Ortiz is one of the seven women featured in “Women Who Bike at Night,” a new documentary project that explores why and how Boston women ride after dark.

For Ortiz, that journey began eight years ago when she took a biking clinic for women through the city of Boston. The session got her hooked, but she was most comfortable in group rides with their strength in numbers. Biking busier roads like Blue Hill Avenue, a hilly main thoroughfare in her Mattapan neighborhood, felt especially daunting. A friend encouraged her to join him for nighttime rides when the city streets were quieter.

“It was so relaxing and so refreshing and not stressful because there were less cars,” she said. “I really enjoyed it. And I never worried honestly about the public safety of it, because we were just out enjoying the evening.”

That feeling — of biking at night as an enjoyable freedom — is a recurring theme across the documentary. It’s one that creator Grecia White relates to as well. She was finishing her master’s in urban informatics at Northeastern University when the pandemic hit and she started riding around Boston at night as a way to decompress.

“As I talked to friends about it, some of them expressed concern over safety issues, which I did not [have],” she said. “It was more of a, ‘no, this is really fun.’”

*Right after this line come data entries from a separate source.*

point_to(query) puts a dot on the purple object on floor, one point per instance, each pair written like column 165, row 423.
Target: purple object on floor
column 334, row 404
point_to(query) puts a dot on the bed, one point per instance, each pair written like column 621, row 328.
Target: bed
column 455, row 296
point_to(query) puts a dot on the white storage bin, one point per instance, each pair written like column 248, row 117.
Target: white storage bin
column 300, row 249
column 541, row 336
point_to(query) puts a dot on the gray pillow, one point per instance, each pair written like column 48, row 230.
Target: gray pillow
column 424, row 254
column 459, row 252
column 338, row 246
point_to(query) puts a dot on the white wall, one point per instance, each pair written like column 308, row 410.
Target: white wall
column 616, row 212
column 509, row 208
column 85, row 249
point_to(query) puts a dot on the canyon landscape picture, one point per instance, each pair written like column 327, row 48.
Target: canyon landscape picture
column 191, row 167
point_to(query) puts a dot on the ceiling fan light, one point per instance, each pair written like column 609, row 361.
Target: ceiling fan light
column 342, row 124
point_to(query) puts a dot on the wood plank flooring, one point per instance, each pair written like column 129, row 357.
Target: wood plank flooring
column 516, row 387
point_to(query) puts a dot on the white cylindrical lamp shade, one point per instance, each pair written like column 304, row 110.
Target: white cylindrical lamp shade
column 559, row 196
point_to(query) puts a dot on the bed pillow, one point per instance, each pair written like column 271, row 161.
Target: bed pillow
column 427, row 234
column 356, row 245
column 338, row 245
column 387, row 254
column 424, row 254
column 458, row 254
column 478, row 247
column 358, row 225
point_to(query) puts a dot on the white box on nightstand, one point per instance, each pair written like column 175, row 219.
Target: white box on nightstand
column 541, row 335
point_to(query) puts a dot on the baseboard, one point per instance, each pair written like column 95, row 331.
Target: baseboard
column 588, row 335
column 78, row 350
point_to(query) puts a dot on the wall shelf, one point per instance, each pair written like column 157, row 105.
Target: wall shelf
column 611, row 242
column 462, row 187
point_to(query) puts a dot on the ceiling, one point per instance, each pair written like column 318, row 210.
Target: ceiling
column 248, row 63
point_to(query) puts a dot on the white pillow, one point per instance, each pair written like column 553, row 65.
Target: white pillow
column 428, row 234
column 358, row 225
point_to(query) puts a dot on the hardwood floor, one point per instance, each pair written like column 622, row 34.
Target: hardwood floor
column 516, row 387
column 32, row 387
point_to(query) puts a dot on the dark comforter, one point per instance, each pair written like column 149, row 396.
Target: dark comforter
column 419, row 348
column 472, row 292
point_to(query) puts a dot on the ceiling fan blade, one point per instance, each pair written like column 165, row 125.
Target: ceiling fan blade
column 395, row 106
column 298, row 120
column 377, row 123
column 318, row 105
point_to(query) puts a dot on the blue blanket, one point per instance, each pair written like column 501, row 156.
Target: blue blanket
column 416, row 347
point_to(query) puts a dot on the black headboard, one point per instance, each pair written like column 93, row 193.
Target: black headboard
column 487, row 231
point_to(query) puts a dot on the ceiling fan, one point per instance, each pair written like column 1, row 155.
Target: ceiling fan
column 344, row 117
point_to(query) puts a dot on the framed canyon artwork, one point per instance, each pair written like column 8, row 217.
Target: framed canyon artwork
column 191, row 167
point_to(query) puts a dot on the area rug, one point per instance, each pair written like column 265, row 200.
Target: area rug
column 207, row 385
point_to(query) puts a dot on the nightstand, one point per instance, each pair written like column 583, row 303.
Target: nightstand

As she got more into night riding, she started looking for videos and other representation online for women biking at night. She came across plenty of clips of men but none of women.

“I saw it as a gap in what stories are out there,” she said. “It’s not that women aren’t doing it — they are — it’s just that we aren’t hearing about it.”

She put out a call for women in the Boston area who rode at night. She worked on the project in tandem with her research on public transit through a gender lens, studying perceived safety at bus stops after sunset.

While the people featured in “Women Who Bike at Night,” have already embraced after-hours riding, Boston city planners are also working to expand who feels comfortable biking in the dark.

Stefanie Seskin, the city’s active transportation director, is a woman who bikes. To understand what city residents need, she spends “a lot of time listening to other people and their perspectives.”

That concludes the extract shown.